Activities included treating insomnia with poppies/opium (during the early twentieth-century), and trying to cure cataracts by applying ashes of a weasel and brains of a lizard on the eyes (ancient roman medicine).

The year-long project is a product of the Summer Undergraduate Research Fellowship (SURF) Program, an 8-week, hands-on research program, where students are mentored by expert faculty. Dr. Alex Bay, chair of the History Department, served as Pendergraft’s faculty advisor. The Voice of Wilkinson had the chance to speak to Pendergraft about their research and The Doctor is In exhibit that took place in early December..

Voice of Wilkinson: What was the biggest takeaway from your research and interactive exhibit? 

One of my biggest takeaways is truly just how much I would love to expand upon this project. Operating within the budget and time that I had, it was relatively small, so going forward I can absolutely picture this as a permanent exhibit in a museum or science center. Having more time periods, more props, more set design, and more diseases would be incredible. I have even considered the idea of going on tour with it in the future, I can imagine how fun that could be. This is definitely just the beginning of what I think is an amazing experience and I am so grateful to all the people who volunteered their time and talent to make this a reality.

Actor and Chapman student Sasha Espinosa as the doctor of heroic medicine.

VoW: What was your inspiration for this research project? 

One of my biggest inspirations is my life as a person with chronic pain.

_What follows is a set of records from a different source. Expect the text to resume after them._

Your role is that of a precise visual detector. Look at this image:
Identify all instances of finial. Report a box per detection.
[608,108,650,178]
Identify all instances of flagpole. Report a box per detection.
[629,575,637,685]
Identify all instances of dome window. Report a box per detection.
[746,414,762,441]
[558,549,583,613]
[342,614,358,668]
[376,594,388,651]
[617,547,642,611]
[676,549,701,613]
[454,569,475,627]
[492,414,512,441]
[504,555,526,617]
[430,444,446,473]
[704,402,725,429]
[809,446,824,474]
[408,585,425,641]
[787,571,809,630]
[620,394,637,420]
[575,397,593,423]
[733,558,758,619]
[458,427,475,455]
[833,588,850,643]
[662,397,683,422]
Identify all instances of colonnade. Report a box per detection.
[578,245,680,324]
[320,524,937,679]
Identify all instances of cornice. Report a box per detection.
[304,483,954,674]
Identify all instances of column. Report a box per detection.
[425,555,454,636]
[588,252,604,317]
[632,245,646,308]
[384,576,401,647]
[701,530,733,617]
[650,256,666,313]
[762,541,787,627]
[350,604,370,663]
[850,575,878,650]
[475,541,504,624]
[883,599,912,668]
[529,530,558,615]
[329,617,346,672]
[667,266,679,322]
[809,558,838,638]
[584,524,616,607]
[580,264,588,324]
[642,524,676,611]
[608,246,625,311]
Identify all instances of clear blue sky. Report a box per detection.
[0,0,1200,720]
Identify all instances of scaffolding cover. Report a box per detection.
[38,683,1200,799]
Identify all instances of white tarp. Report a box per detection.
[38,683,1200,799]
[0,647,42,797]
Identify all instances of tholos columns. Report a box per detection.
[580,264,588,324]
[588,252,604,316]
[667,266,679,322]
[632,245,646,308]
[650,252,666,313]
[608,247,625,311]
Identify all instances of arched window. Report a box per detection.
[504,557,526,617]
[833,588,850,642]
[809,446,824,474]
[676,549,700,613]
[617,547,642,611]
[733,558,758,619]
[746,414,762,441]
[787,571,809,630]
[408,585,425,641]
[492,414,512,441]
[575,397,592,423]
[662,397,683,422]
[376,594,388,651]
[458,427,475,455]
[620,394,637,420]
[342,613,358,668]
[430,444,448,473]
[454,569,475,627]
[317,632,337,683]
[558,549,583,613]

Studying history and having medical issues in the modern sense always made me interested in how people in the past treated things, especially pain. There’s plenty of interesting fun facts out there about the wacky things humans did/do to help the sick and hurting, and this led me down a deep rabbit hole. Also, the podcast “Sawbones” by Dr. Sydnee McElroy and her husband Justin really introduced me to the world of medical history as a vehicle for comedy as well as education on serious issues

VoW: What was your favorite discovery and part of this year-long research project?

It is always so impressive to me when humans get things scientifically correct, as it is very much the exception to the rule. For every one thing humans figure out it seems it has taken us a couple hundred incorrect tries to get there. My favorite success story is the history of how we treat broken bones, since ancient times we have known to keep it stabilized and not put pressure on it. Lucky for us, bones heal on their own, so humans can usually figure out to just leave it alone. Usually.

Pendergraft would like to give a special thanks to all the actors: Matthew Deegan as Pliny the Elder, Theo Wood as the plague doctor, Sasha Espinosa as the doctor of heroic medicine, Ethan Williams as the patent medicine salesman, and Jordan Hadley as the World War 1 medic as well as, Dr. Bay, who helped make The Doctor is In exhibit a success.